Sgr A* ``Visual Binaries'': A Direct Measurement of the Galactocentric Distance

Samir Salim, Andrew Gould

Ohio State University, Department of Astronomy, 174 West 18th Ave., Columbus, OH 43210
E-mail: samir@astronomy.ohio-state.edu,ould@astronomy.ohio-state.edu

Paper: Submitted to ApJ


Abstract:

We present a new geometrical method for measuring the distance to the Galactic center (r0) by solving for the Keplerian orbit of individual stars bound to the black hole associated with the Sgr A* from radial velocity and proper motion measurements.
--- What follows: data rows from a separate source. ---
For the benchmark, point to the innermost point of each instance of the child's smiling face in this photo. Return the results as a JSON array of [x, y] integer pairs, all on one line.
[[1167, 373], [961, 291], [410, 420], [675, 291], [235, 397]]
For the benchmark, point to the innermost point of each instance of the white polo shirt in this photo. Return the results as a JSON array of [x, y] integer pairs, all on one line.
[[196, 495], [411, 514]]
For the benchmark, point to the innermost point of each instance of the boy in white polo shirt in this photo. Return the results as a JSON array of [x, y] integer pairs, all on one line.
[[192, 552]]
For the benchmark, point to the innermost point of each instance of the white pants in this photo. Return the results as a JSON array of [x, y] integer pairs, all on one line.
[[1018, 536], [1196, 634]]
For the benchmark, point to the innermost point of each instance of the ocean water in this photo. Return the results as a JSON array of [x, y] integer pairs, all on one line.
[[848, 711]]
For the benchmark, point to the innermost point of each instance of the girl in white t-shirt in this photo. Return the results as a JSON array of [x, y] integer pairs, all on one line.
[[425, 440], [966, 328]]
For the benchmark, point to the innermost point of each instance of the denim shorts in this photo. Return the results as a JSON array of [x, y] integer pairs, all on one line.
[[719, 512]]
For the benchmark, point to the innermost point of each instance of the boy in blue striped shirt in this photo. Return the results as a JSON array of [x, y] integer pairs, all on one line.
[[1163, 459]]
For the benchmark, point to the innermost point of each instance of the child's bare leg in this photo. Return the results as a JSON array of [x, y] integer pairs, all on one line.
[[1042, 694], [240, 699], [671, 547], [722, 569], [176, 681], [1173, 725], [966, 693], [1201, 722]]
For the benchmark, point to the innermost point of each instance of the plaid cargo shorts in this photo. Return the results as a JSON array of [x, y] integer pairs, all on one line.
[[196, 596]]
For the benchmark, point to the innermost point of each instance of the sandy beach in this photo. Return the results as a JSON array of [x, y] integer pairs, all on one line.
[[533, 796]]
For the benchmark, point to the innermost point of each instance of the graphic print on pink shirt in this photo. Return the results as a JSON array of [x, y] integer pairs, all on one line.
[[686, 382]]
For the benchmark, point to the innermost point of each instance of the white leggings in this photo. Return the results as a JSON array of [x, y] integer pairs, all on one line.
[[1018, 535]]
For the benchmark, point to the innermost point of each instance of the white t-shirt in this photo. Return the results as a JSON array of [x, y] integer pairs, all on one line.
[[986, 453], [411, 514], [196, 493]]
We identify three stars to which the method may be applied, and show that 1-5% accuracy of r0 can be expected fter 15 years of observing, and 0.5-2% after 30 years of observing, depending on what the orbital parameters of these three stars turn out to be. Combining the measurements of the three stars with favorable orbital parameters leads to even more precise values. In the example that we present, such combined solution yields 4% accuracy already by the year 2002. All these estimates assume that annual position measurements will continue to be made with the sigmarho = 2 mas precision recently reported by Ghez et al. The precision of the distance measurement is relatively insensitive to the radial velocity errors, provided that the latter are less than 50 km/sec . Besides potentially giving an estimate of r0 that is better than any currently in use, the greatest advantage of this method is that it is free from systematic errors.